Innanzitutto, si osserva che esse potrebbero riguardare, al più, le sole ipotesi in cui l’erogazione del mutuo sia avvenuta attraverso accredito della somma in un conto corrente già gravato di passività, concretizzando una simultanea estinzione di passività ad opera della annotazione contabile in avere corrispondente all’accredito del mutuo. Più difficilmente vi potrebbero rientrare le ipotesi in cui l’erogazione avvenga su un conto avente saldo attivo o saldo zero (tipicamente, un conto appositamente creato) e la relativa provvista sia dunque utilizzata, con relativi diversi flussi in uscita dal conto corrente, per estinguere debiti inerenti ad altri rapporti.
Gli effetti di tale riqualificazione, peraltro, sono molteplici e non sono esaurientemente individuati dalle pronunce in oggetto, se non con riferimento – ad esempio – al procedimento di ammissione al passivo del credito in un fallimento, ove la riqualificazione del mutuo impedisce di ritenere tale titolo sufficiente a supportare, da solo, una domanda di ammissione al passivo che abbia ad oggetto la restituzione di somme di denaro di cui al pregresso debito.
Questione non espressamente trattata e definita pare essere la sorte dell’ipoteca volontaria iscritta a garanzia del finanziamento, oggetto di riqualificazione ex post da parte del magistrato.
Una delle pronunce sopra menzionate, pur senza affrontare apertamente la questione, lascerebbe intendere che in conformità alla tesi della riqualificazione, tali garanzie risulterebbero costituite “per garantire dei debiti che sono già in essere, scaduti o meno che siano” (Cass. Civ. 20896/2019). Le conseguenze opererebbero dunque sul piano della sottoponibilità di tali garanzie a revocatoria fallimentare, ma non sul piano della validità stessa del negozio costitutivo dell’ipoteca.

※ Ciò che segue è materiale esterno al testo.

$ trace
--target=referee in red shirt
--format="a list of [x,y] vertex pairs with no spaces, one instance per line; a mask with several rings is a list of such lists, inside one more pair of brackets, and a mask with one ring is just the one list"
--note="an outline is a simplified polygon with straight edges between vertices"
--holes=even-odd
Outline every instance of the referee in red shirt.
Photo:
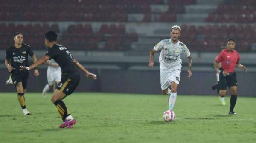
[[[240,56],[238,52],[235,49],[236,41],[232,39],[227,40],[227,49],[221,52],[218,56],[215,64],[218,68],[220,73],[219,94],[221,97],[225,97],[227,93],[227,87],[228,87],[231,93],[230,98],[230,108],[229,114],[230,115],[236,114],[233,111],[236,103],[236,90],[237,89],[237,82],[236,81],[236,73],[235,72],[236,65],[241,68],[245,72],[247,69],[245,66],[242,65],[239,62]],[[221,62],[221,66],[219,63]]]

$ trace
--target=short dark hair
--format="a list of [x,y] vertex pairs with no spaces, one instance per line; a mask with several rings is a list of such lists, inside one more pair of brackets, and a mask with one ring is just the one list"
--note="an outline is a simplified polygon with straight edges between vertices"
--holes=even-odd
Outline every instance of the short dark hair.
[[13,37],[15,37],[16,36],[17,36],[17,35],[19,35],[19,34],[21,34],[21,35],[23,35],[23,34],[21,32],[16,32],[13,36]]
[[53,31],[49,31],[45,34],[45,39],[48,40],[49,42],[57,41],[57,37],[58,35],[56,32]]
[[235,39],[232,39],[232,38],[230,38],[230,39],[228,39],[227,40],[227,41],[226,41],[226,44],[227,44],[227,42],[228,42],[229,41],[233,41],[233,42],[234,42],[235,43],[236,43],[236,40],[235,40]]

Invero, la riqualificazione del mutuo quale pactum de non petendo ad tempus comporta, di per sé, la impossibilità di ritenere il negozio costitutivo di ipoteca valido ed efficace, se sorretto dalla volontà delle parti, accessorio ad un “patto modificativo delle condizioni” delle originarie esposizioni. La costituzione di ipoteca volontaria, infatti, spesso è una opzione prevista in ipotesi di ristrutturazioni di posizioni debitorie.
In netta contrapposizione alle sopra delineate tesi si pone la recente Cass. Civ. n. 23149 del 25/07/2022, Pres. De Stefano, rel. Rossetti, la quale prende esplicitamente le distanze dall’orientamento sopra citato relativo alla riqualificazione del mutuo.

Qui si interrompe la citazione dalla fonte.